Вот тогда-то я и понял, каким ходил загруженным. Это надо же было Витькины каракули принять за незнакомый почерк, да еще и четкий! Наверное, ревность закрыла мне глаза. И хорошо закрыла, если за простой, как две копейки, ситуацией я увидел столько сложного и темного.
— Катя, а фолк-рок? — спросил я, уже не задумываясь о том, как бы не выглядеть шпионом. Во рту у меня пересохло.
— Какой фолк-рок? — не поняла Катя.
Сердце у меня упало. Ну вот, она начала отнекиваться, значит за всей этой историей с диском действительно что-то кроется.
— Ну, тот диск. Ты кому-то покупала фолк-рок?
— А я тебе разве не говорила? — удивилась Катя, которая явно забыла про диск и даже не спросила, откуда я про него знаю. Наверное, была уверена, что рассказала о своей покупке. «Слава Богу, — бессовестно подумал я, — она не станет думать, что я слежу за ней. Хватит с меня и того, что она меня скоро будет за Отелло держать».

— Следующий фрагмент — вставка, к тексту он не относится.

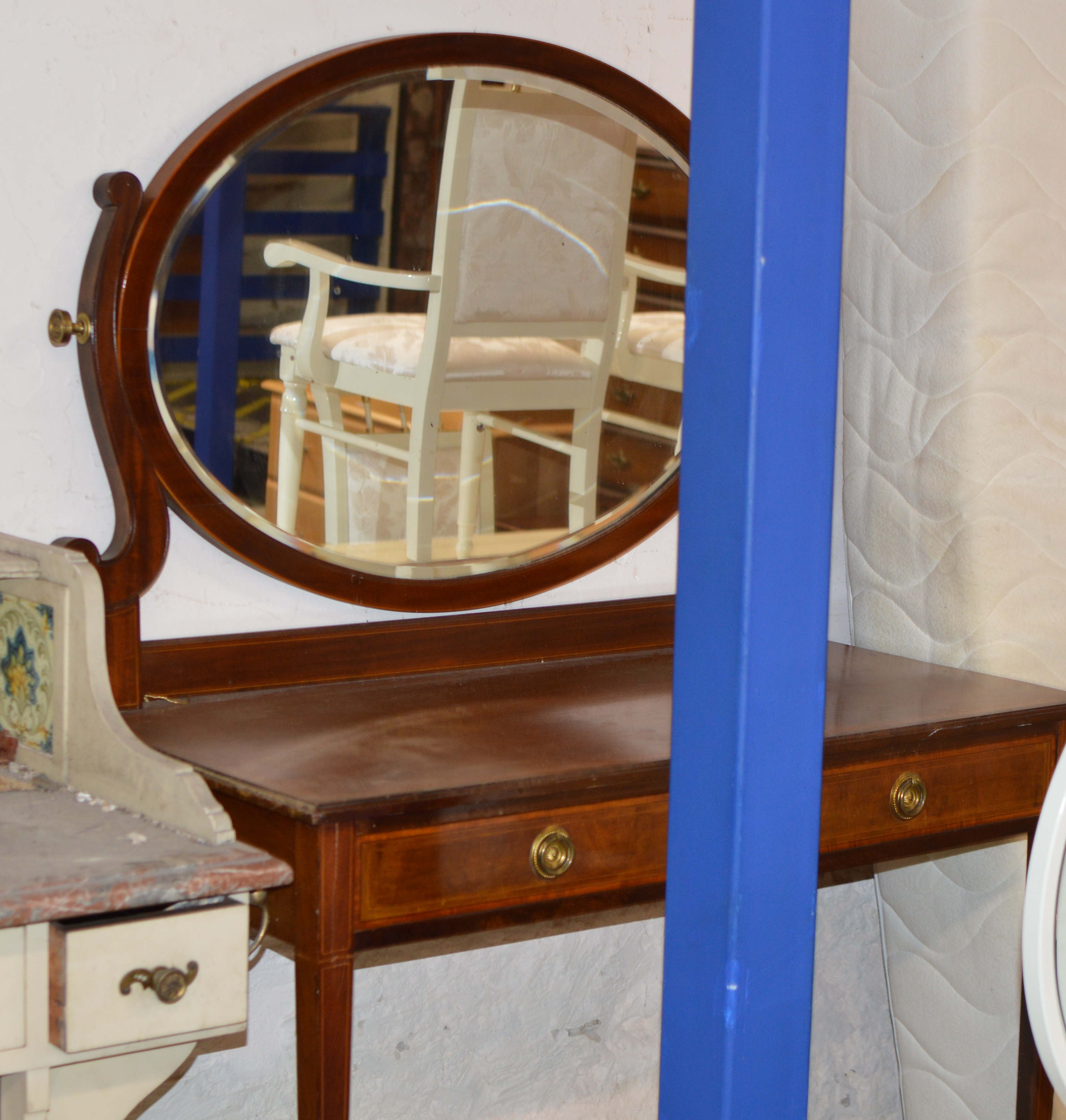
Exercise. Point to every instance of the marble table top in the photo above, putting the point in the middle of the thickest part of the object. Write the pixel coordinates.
(66, 854)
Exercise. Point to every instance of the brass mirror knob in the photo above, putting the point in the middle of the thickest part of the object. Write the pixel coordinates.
(552, 853)
(62, 328)
(170, 985)
(907, 798)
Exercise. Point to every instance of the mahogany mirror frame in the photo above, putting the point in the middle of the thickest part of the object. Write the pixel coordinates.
(147, 472)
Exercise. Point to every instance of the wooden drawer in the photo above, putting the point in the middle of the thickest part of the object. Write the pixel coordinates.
(479, 865)
(13, 988)
(630, 460)
(978, 784)
(660, 195)
(90, 961)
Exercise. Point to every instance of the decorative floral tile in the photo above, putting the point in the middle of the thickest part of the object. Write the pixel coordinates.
(27, 637)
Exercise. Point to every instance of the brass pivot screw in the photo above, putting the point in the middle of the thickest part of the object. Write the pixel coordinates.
(62, 328)
(552, 853)
(907, 798)
(170, 985)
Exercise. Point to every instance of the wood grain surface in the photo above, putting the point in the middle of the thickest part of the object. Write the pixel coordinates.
(315, 655)
(476, 865)
(437, 745)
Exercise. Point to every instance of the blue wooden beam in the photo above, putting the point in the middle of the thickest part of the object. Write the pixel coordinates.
(763, 312)
(220, 325)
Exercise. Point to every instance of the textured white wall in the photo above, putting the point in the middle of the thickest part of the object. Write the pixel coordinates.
(107, 86)
(98, 86)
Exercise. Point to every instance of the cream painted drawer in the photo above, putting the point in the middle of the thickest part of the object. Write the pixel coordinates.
(89, 962)
(13, 988)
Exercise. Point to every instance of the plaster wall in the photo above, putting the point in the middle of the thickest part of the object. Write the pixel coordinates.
(97, 86)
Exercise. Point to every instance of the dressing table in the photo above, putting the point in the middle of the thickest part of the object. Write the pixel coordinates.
(459, 777)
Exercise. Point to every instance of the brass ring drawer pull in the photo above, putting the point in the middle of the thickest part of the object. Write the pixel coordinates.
(170, 985)
(907, 798)
(258, 899)
(552, 853)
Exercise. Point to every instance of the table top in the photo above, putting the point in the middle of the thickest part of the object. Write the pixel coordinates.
(873, 696)
(68, 855)
(595, 728)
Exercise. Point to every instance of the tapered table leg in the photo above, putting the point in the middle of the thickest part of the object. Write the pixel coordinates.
(324, 970)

И тут она ответила мне теми же словами, которые я сам как-то прокрутил в мозгу:
— Ты же знаешь, у меня в Ершове есть подруга Лена, психолог. Так вот этот диск понадобился ее парню. Она хотела сделать ему подарок, но в Ершове такого диска не продавалось, а я, как видишь, нашла. Вот она обрадуется!
Что мне оставалось? Только обнять ее и поцеловать. Со стороны это, наверное, выглядело довольно глупо: мы стояли посреди улицы и целовались так жарко, как будто прощались навсегда и никак не могли нацеловаться. Прохожие аккуратно обходили нас с двух сторон. Кто-то, наверное, улыбался, кто-то отводил взгляд, не желая мешать двум влюбленным, кто-то присвистывал, поощряя. Очнулись мы только тогда, когда какая-то бабулька с авоськами, из тех, которым до всего есть дело, с укоризной проскрипела:
— Мало нам секса по телевизору показывают, так еще и на улицах стоят милуются, окаянные! Креста на вас нет! Вот я вас!
— Эх, бабуля! — только и смог сказать я, с трудом оторвавшись от Катиных губ.
Сброшенные с облаков на землю, оглянувшись, мы заметили, что стоим в центре уже приличных размеров кучи народу, глазеющих на нас. Взялись за руки и, засмеявшись, поспешно ретировались.
Вдогонку нам неслись обрывки дискуссии, поднятой настырной старушкой.